Bandung Barat — Pengelolaan Dana Bantuan Operasional Satuan Pendidikan (BOSP/BOS) di SMP Negeri 3 Cihampelas, Kabupaten Bandung Barat, Tahun Anggaran 2024–2025 menjadi perhatian setelah muncul sejumlah data yang memerlukan penjelasan pihak sekolah.
Berdasarkan data yang diperoleh, SMP Negeri 3 Cihampelas tercatat menerima Dana BOS sebesar Rp.592.360.000 pada 2024 dan Rp.554.600.000 pada 2025. Dengan demikian, total dana yang tercatat diterima sekolah selama dua tahun tersebut mencapai Rp.1.146.960.000.
Data tersebut terdiri atas Dana BOS 2024 Tahap I sebesar Rp.296.180.000 dan Tahap II Rp.296.180.000. Sementara pada 2025, Tahap I tercatat Rp.277.300.000 dan Tahap II dengan nominal yang sama.

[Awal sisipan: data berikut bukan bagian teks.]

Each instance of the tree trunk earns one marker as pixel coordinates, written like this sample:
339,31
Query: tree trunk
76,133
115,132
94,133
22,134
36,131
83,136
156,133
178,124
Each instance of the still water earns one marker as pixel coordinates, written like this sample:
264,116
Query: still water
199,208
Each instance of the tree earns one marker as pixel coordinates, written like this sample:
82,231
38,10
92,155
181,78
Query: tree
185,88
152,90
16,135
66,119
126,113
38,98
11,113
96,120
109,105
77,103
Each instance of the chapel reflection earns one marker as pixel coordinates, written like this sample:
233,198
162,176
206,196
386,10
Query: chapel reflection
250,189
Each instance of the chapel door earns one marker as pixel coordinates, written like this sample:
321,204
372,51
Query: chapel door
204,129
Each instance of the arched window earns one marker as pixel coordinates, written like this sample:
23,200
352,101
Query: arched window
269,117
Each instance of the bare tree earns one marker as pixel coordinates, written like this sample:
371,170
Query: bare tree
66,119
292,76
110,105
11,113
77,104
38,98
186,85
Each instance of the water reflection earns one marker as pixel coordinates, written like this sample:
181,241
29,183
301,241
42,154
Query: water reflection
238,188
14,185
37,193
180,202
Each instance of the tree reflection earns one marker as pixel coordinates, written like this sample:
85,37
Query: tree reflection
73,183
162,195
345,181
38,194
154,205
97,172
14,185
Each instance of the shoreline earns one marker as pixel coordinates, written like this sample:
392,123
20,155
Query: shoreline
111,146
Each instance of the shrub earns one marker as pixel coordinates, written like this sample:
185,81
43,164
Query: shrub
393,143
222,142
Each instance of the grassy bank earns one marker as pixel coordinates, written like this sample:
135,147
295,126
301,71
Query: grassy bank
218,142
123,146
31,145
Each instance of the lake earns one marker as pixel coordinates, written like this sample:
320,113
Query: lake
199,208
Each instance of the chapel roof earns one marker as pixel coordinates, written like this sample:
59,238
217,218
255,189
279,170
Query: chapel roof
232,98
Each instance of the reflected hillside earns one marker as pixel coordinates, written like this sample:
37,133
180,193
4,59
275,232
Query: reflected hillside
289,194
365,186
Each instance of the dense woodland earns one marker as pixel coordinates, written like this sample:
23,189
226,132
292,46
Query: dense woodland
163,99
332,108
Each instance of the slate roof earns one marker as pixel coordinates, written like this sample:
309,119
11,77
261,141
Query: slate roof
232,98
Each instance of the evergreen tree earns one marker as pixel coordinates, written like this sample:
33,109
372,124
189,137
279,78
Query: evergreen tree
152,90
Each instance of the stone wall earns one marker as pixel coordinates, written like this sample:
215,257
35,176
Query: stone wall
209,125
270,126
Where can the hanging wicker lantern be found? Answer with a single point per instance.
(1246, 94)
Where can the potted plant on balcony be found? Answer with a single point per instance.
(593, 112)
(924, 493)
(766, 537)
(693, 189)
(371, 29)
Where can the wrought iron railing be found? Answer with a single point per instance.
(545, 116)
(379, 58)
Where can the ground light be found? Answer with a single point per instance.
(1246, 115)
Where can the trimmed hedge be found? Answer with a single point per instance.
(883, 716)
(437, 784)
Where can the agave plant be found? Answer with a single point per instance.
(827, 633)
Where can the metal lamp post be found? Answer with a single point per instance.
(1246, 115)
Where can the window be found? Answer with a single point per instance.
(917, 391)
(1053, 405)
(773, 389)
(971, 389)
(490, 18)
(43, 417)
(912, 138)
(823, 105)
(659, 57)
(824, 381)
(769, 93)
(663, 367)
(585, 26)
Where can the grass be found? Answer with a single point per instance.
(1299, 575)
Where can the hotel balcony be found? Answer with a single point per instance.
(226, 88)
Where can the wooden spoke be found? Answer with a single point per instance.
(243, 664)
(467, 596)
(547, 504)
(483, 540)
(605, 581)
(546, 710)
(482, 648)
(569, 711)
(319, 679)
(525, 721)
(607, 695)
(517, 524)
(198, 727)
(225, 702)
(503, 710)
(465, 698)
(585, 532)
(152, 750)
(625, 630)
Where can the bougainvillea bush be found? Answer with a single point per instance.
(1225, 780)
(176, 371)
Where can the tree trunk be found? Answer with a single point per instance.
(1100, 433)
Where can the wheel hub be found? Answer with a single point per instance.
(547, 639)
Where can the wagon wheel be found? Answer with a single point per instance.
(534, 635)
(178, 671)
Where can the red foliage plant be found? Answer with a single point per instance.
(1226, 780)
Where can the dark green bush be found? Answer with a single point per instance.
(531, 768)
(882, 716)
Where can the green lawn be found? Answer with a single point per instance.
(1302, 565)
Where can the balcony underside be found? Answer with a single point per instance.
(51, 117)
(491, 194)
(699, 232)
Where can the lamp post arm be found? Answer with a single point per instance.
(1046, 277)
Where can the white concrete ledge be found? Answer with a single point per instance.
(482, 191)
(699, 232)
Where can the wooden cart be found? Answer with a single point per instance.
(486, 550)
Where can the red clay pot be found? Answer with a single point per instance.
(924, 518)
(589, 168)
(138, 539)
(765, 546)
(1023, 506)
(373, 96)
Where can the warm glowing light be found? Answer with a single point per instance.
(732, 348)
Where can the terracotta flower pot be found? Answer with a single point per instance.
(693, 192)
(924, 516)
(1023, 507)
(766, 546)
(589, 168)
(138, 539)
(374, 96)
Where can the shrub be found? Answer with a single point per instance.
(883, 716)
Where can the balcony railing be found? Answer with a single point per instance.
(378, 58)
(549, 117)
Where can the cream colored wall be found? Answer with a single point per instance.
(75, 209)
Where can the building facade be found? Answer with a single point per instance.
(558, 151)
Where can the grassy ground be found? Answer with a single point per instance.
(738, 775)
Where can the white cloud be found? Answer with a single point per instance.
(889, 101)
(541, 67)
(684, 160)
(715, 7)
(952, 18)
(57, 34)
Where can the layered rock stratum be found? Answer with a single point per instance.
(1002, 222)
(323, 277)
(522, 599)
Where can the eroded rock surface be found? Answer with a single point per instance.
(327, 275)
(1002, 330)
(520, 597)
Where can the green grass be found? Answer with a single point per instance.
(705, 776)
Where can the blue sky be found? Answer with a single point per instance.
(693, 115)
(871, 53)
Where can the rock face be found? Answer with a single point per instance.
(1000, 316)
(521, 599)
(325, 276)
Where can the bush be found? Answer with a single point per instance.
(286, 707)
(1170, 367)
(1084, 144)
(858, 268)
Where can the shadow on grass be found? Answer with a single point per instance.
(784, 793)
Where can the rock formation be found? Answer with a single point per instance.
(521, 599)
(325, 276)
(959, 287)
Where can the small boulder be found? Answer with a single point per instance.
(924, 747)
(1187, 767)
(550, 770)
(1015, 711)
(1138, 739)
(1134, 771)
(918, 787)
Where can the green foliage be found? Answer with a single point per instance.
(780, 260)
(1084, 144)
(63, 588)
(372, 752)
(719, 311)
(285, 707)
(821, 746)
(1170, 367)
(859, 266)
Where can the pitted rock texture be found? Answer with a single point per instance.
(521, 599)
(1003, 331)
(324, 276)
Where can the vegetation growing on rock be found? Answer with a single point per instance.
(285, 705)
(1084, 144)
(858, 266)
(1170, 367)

Dari keseluruhan anggaran tersebut, salah satu pos yang menjadi perhatian adalah pemeliharaan sarana dan prasarana.
Data yang diperoleh mencatat realisasi pemeliharaan sarana dan prasarana sebesar Rp.19.233.000 pada 2024 Tahap I, Rp.24.701.200 pada Tahap II, Rp.9.500.000 pada 2025 Tahap I, dan Rp.24.418.000 pada Tahap II.
Jika dijumlahkan, realisasi pemeliharaan sarana dan prasarana tersebut mencapai Rp.77.852.200 selama 2024–2025.
Persoalannya, data anggaran tersebut perlu dicocokkan dengan kondisi fisik sarana dan prasarana sekolah.
Berdasarkan dokumentasi lapangan yang diperoleh, masih terlihat sejumlah bagian lantai atau keramik yang mengalami keretakan maupun pecah. Selain itu, fasilitas wastafel dan sanitasi sekolah juga terlihat membutuhkan perhatian pemeliharaan. Kondisi tersebut tidak serta-merta menunjukkan adanya penyimpangan anggaran. Namun, ketika sekolah tercatat merealisasikan puluhan juta rupiah untuk pemeliharaan sarana dan prasarana, menjadi relevan untuk mengetahui jenis pekerjaan apa yang dilakukan, bagian mana yang diperbaiki, berapa volumenya, kapan dilaksanakan, berapa nilainya, serta siapa penyedia atau pelaksananya.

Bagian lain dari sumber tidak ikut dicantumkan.